16 nov. 2011

Un viaje más allá de la frontera

Llegué un buen día a la fronteriza localidad tailandesa de Mae Sot movida por la inquietud y la curiosidad de una ciudad que tiene la vista puesta en el país vecino, Birmania. A tan sólo 4 km, a menudo le asalta a uno la sensación incierta de no tener claro dónde se encuentra. Y es que Mae Sot posee un fuerte acento birmano marcado por unos rostros protegidos por la célebre pasta blanquecina del tanaka y una comida que se sitúa a medio camino entre la tailandesa y la birmana.
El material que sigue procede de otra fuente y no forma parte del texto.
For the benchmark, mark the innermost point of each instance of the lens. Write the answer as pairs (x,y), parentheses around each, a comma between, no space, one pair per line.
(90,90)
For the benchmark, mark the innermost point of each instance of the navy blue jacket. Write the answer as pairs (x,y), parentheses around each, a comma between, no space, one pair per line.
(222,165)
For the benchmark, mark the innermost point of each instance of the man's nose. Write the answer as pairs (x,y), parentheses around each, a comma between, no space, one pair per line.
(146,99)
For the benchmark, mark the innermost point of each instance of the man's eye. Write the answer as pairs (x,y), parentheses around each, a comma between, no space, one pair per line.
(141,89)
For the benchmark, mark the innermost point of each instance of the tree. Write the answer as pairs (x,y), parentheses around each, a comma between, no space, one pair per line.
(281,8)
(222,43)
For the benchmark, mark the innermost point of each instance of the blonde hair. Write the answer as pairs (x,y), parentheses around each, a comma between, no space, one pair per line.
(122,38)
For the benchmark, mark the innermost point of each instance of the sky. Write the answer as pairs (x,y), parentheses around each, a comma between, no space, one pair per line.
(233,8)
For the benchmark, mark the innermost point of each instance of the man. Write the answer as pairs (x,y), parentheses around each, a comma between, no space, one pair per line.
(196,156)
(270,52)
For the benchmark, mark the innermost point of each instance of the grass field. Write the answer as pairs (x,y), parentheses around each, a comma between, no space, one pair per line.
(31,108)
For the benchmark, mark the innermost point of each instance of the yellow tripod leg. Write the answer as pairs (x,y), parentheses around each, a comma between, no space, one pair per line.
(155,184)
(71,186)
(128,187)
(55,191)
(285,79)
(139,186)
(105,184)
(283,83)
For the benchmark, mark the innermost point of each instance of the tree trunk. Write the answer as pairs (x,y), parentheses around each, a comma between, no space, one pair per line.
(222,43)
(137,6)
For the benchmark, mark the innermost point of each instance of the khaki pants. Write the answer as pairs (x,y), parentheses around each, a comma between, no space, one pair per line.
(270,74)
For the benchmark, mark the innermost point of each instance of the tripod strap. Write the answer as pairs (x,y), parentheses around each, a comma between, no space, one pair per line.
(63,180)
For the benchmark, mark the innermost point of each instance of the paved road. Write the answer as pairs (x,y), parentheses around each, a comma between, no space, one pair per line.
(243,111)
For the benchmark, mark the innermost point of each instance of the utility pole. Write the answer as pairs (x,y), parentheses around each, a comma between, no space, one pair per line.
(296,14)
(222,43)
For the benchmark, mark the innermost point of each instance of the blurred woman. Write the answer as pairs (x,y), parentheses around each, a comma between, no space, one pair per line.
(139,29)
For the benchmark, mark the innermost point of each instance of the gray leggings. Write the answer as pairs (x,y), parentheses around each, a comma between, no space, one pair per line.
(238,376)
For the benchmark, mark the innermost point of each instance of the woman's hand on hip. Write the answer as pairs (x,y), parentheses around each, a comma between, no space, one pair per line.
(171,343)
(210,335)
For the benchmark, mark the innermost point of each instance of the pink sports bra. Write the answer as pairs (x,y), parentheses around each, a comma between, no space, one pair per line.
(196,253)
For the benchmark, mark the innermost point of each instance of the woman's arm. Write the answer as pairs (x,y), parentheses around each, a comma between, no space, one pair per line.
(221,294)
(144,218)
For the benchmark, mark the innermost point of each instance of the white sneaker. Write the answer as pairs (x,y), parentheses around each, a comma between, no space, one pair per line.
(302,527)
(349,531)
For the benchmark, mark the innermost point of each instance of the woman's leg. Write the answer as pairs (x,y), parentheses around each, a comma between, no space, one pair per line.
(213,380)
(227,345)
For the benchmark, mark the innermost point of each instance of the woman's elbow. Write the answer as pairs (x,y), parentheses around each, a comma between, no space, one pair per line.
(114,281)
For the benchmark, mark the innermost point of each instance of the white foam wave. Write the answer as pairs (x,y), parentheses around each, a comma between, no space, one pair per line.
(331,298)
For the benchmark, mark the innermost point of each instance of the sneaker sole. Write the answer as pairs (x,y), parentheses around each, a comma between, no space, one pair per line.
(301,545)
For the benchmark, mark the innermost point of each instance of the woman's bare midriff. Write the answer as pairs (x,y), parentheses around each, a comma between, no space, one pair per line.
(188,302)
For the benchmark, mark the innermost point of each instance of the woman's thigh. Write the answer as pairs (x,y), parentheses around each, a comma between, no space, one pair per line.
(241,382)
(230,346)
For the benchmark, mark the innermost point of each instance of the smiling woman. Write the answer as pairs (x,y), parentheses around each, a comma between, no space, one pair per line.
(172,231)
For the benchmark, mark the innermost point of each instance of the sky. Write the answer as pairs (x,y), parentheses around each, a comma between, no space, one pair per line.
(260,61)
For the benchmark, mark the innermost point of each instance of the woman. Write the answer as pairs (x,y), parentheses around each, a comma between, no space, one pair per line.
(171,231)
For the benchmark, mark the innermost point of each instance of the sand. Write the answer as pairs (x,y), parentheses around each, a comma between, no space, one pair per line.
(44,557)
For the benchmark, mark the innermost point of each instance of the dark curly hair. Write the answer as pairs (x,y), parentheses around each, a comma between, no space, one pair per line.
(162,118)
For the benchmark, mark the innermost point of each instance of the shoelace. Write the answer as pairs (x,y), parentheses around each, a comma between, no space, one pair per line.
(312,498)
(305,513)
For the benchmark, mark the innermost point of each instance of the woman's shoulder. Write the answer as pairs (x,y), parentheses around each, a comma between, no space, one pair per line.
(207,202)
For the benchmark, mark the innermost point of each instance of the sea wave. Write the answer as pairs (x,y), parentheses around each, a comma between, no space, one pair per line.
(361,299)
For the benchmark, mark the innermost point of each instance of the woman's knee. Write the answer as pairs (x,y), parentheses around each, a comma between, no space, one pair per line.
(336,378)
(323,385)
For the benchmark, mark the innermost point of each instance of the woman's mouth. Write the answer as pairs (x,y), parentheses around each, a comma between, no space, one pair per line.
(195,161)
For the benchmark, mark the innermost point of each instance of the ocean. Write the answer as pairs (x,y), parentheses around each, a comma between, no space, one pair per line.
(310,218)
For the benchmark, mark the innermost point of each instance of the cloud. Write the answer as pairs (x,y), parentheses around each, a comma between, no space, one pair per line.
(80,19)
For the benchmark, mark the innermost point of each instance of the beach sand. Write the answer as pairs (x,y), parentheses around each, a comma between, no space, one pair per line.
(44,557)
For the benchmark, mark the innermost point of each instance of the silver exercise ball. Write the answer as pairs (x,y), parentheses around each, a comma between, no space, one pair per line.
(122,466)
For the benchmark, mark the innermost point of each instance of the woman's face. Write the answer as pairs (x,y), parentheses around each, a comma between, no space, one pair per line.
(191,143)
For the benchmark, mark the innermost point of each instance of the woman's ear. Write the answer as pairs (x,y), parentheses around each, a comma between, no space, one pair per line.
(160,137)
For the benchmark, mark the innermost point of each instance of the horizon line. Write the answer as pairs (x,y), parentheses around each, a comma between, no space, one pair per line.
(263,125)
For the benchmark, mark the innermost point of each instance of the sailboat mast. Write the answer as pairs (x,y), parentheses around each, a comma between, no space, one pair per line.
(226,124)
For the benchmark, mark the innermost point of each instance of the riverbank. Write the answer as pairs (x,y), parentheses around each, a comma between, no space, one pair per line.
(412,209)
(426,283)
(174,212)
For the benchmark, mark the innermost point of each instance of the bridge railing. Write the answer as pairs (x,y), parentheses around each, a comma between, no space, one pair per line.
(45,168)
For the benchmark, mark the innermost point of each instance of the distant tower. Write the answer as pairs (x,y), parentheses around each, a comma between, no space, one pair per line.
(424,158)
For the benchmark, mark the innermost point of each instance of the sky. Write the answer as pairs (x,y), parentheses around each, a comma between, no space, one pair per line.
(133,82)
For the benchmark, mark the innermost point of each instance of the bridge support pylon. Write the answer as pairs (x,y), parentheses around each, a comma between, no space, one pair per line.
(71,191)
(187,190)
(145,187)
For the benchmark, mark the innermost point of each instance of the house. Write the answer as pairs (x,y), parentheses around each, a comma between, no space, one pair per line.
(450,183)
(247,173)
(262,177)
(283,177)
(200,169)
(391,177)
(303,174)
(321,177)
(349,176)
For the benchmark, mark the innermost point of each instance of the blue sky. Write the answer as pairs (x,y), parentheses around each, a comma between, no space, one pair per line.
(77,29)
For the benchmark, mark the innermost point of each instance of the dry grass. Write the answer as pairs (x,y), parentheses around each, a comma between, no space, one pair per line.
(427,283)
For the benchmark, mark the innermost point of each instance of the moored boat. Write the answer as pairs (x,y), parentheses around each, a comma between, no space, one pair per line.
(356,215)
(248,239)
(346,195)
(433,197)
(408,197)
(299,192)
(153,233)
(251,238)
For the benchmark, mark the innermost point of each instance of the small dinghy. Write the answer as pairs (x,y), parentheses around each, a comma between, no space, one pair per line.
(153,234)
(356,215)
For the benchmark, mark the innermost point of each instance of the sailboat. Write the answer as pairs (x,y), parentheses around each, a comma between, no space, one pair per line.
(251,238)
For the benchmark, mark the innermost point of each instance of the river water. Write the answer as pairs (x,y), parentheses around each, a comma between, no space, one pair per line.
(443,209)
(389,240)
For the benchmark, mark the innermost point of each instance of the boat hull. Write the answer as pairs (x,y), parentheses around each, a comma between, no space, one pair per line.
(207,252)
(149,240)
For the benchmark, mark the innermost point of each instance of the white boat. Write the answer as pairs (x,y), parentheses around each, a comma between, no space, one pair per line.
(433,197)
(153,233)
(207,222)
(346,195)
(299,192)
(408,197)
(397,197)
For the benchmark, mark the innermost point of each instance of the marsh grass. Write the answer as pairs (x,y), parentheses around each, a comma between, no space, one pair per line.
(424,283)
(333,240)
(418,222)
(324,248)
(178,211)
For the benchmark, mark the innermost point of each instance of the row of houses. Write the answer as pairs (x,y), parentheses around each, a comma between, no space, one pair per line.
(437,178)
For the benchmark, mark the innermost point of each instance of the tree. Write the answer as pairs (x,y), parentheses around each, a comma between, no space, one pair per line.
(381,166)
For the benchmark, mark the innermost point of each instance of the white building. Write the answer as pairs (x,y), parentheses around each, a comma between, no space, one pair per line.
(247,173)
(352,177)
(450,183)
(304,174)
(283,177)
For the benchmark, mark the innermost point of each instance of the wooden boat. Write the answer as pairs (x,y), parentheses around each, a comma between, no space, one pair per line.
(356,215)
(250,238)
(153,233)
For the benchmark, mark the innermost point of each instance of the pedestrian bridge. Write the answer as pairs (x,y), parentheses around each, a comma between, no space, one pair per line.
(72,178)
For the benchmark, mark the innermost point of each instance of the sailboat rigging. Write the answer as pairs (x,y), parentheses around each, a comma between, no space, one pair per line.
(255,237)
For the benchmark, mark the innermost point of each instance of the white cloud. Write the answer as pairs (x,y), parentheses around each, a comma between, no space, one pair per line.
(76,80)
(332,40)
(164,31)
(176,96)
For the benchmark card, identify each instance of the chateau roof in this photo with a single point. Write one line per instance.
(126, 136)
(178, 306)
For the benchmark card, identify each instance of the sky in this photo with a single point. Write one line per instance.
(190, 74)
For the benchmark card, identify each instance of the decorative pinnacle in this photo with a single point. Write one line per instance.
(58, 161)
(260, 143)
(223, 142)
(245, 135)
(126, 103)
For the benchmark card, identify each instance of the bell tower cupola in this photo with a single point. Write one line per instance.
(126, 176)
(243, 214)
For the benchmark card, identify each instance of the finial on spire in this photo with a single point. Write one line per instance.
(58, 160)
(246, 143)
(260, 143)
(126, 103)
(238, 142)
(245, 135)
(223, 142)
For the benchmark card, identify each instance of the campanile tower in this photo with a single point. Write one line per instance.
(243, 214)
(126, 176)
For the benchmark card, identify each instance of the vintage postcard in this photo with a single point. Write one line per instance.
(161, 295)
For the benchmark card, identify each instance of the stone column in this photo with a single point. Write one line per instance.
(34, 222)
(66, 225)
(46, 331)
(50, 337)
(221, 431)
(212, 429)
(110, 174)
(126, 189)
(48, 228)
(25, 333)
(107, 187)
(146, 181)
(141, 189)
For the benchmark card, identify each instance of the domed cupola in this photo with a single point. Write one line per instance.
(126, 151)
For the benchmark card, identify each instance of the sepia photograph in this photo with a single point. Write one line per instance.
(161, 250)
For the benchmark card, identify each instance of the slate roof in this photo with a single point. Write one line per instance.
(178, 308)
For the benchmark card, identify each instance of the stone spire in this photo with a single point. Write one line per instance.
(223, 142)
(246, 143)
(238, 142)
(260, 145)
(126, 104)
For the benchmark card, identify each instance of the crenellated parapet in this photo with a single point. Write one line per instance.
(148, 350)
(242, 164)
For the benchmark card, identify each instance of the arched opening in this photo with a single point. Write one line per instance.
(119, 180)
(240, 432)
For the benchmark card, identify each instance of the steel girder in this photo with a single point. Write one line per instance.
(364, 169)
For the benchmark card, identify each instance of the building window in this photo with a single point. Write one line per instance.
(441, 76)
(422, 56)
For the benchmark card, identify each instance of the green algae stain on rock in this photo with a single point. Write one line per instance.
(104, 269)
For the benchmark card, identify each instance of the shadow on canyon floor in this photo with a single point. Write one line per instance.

Unidos por el más que cuestionable 'Puente de la Amistad', las diferencias entre ambos países se diluyen componiendo un interesante panorama desde cualquier punto de vista. Tan cerca y a la vez tan lejos. Dos polos opuestos que discurren en paralelo en una frontera que nos acerca de manera efectiva a la realidad de un país, Birmania, dominado desde hace 50 años por una dictadura militar. Basta darse una vuelta por sus calles para comprender una situación, la del pueblo birmano, que ya dura demasiado tiempo amén de las atrocidades cometidas por su gobierno.

Foto: Danuta-Assia Othman

Dos caminos que viajan con todos sus colores por universos distintos. La ciudad medita arrinconada en las intenciones de tantos, en una convivencia que se esfuerza por acoger una realidad compleja donde la búsqueda de un futuro mejor se muestra prioritaria. Resulta llamativo. A pesar de las proporcionadas dimensiones de Mae Sot (fáciles de recorrer a pie en un mismo día) el rumbo del viajero se expande ya sin antifaz y camina entre aguas que enriquecen a cada sorbo. Un hervidero de culturas: thais, birmanos, chinos, karen, indios, nepalíes se dan cita a través de los locales y comercios de todo tipo que se hallan a lo largo de las dos calles principales de este lugar que cautiva y sacude a partes iguales.

Mae Sot sorprende al viajero y le obsequia con la extraña impresión de ser otro, diferente, dispuesto a emprender un viaje que va más allá de su fachada thai. Un recorrido que bulle de contradicciones. Un compendio de difícil catalogación que una y otra vez capta nuestra atención para dejarla en manos de un horizonte que aparece frente a nosotros: Birmania. Los alrededores testimonian la evidencia de que nos encontramos en un territorio siempre cambiante entre el trasiego de quienes se aventuran a cruzar las distancias. 

Una ciudad que pone a prueba y agita la relación entre el viaje y el viajero. Una implicación que trasciende cualquier visita de estilo costumbrista y que exige una aproximación pausada y por partes. No siempre surge la oportunidad de sumergirse en otro país desde su imagen reflejada. Un viaje capaz de difuminar fronteras y llevarnos más allá de ellas explorando las formas que adopta el viaje. Dejando de lado el mero desplazamiento y entregándonos al hallazgo de un rincón, Mae Sot, que ejerce de buen observador desde una posición privilegiada.

Foto: Danuta-Assia Othman

2 comentarios:

Anónimo dijo...

privilegiada la posicion tuya para poder ver la bascula social del lugar

Danuta-Assia Othman dijo...

me siento afortunada de haber tenido la oportunidad de conocer al pueblo birmano, altamente recomendable!